BTW, do you have a verse which says that God cannot be arbitrary in election? I'm just curious to see if you are imposing your own humanistic presuppositions upon the Scriptures.
In the service of the Lord,
Christian.
Luther's; I could not come up with something like that. I wanted to find the quote for you, but had no success on Google. It was from an audio tape series by Michael Horton.
All that you said is typical back and forth here.
Even if the "reason" is "God's purpose" or "the secret councel of God" it is still a reason....and proof that there is no number generator in the sky.
The bible question is whether there is bible information that discloses what it is.
What do you think it is?
If you find it, please let me know.
It summarizes long posts that I've made here and in the past in just a few short words.

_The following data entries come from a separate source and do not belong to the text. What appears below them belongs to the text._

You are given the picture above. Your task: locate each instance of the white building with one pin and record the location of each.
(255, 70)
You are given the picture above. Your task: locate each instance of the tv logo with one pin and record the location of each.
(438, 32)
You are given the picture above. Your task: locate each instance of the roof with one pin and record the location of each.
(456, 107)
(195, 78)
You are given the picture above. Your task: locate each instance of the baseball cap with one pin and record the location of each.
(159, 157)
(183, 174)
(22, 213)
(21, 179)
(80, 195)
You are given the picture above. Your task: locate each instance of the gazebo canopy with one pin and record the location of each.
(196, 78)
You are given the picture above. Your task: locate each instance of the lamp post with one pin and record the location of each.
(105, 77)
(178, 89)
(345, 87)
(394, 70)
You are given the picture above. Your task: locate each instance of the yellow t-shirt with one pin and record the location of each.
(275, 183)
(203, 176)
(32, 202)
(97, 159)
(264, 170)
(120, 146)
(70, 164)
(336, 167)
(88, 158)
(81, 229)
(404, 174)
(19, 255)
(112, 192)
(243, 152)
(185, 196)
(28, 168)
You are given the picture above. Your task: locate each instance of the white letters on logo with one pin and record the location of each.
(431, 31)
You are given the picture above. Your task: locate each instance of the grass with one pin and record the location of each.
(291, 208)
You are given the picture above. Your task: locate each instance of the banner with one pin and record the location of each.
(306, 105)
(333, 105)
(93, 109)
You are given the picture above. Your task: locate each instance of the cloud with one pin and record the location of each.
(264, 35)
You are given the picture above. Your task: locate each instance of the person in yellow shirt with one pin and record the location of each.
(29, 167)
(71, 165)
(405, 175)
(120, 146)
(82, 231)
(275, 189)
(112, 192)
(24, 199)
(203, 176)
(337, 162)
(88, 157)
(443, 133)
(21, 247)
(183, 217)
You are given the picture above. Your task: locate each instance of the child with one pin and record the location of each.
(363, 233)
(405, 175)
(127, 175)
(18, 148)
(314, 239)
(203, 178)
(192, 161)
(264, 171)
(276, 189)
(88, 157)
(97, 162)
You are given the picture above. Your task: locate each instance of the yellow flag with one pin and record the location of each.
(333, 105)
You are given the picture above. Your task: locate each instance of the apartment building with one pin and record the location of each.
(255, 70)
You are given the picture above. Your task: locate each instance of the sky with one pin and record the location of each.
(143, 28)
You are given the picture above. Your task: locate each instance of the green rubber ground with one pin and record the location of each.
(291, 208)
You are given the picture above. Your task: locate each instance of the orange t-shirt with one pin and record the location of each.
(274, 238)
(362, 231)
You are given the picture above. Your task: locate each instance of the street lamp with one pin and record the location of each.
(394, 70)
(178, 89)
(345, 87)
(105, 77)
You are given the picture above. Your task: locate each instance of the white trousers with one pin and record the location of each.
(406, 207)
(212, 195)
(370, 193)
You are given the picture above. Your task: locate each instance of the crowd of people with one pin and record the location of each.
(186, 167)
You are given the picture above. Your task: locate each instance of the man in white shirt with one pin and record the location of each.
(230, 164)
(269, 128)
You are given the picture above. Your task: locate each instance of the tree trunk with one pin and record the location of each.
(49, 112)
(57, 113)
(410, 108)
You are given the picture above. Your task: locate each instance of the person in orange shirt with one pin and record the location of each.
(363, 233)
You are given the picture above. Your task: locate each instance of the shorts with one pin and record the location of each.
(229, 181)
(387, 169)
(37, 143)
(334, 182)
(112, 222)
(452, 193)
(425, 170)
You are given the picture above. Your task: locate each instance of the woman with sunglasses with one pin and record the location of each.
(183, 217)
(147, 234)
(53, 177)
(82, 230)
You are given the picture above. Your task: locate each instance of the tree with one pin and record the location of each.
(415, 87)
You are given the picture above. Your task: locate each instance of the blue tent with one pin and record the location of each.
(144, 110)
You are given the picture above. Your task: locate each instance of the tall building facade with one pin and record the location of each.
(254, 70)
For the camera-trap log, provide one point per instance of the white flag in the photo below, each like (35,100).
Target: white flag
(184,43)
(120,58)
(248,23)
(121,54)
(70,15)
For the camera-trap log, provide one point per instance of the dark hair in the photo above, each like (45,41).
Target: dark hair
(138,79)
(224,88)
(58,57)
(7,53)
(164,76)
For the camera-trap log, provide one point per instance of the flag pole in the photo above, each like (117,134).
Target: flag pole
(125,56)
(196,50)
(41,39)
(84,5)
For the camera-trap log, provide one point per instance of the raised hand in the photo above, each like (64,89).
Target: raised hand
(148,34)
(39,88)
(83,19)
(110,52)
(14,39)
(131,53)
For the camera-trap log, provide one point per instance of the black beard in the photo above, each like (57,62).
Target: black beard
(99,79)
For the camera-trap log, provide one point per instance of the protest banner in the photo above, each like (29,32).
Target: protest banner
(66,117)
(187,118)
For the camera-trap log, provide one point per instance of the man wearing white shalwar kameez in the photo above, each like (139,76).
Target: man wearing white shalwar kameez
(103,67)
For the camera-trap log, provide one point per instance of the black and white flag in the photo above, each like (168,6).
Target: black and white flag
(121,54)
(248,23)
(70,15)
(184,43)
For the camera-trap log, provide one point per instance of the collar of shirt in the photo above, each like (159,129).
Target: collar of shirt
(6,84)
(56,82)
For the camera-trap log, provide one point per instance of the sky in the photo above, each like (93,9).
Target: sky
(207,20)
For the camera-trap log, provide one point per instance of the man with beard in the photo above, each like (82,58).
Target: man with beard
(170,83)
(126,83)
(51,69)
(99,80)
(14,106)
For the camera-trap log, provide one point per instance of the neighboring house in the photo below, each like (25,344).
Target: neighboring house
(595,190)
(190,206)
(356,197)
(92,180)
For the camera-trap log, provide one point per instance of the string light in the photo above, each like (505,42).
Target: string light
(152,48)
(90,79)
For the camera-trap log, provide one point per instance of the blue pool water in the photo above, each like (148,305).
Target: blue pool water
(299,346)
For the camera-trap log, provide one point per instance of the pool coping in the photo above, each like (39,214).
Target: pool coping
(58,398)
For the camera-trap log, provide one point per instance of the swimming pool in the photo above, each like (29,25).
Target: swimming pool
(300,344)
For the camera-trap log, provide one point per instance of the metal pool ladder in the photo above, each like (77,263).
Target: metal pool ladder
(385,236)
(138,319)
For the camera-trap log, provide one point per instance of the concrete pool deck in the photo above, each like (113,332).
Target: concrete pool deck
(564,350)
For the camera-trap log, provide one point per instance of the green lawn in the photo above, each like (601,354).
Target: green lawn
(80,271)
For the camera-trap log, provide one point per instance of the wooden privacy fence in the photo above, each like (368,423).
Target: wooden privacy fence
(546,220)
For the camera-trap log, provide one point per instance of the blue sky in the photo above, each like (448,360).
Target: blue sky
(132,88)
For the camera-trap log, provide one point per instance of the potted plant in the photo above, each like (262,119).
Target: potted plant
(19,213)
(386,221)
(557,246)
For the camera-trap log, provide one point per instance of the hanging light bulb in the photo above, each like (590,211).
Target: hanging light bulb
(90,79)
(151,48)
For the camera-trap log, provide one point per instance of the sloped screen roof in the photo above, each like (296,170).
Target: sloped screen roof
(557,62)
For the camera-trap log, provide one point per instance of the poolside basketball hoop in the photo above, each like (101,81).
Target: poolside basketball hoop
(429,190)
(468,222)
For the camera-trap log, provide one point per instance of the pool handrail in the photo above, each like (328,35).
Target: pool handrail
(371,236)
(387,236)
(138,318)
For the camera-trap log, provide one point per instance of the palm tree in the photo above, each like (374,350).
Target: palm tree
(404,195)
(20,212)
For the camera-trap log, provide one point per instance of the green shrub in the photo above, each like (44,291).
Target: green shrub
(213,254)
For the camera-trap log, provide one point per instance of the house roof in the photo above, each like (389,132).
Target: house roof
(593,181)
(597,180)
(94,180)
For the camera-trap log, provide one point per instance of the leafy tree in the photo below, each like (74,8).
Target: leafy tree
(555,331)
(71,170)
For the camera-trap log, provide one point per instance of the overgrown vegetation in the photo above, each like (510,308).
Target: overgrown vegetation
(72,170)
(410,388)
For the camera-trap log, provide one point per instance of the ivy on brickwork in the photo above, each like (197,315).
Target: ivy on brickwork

***Even if the "reason" is "God's purpose" or "the secret councel of God" it is still a reason....and proof that there is no number generator in the sky.
The bible question is whether there is bible information that discloses what it is.***
Before I tell you, you have to speak the secret password and show me your ring so I know whether or not you are part of the club where God reveals his secret counsel.
Christian.
Can a person be saved and go to heaven without baptism? First, let us remember that it is God's command that all believers be baptized. That is what should happen, if at all possible. However, if a person believes and has the desire to be baptized, but would die before being baptized, in the mercy of God, we believe that he/she would be saved. Dr. Walter Albrecht, Professor of Dogmatics at Concordia Theological Seminary, Springfield IL, in his 1951 lectures on Francis Pieper's, "Christian Dogmatics," stated, "It is not the absence of Baptism that damns, but the willful rejection of Baptism." This statement is consistent with Jesus words in Mark 16:16, "Whoever believes and is baptized will be saved, but whoever does not believe will be condemned." Clearly it is not believing or the lack of faith that brings God's condemnation.
(emphasis mine). Source: Lutheran Hour Ministries.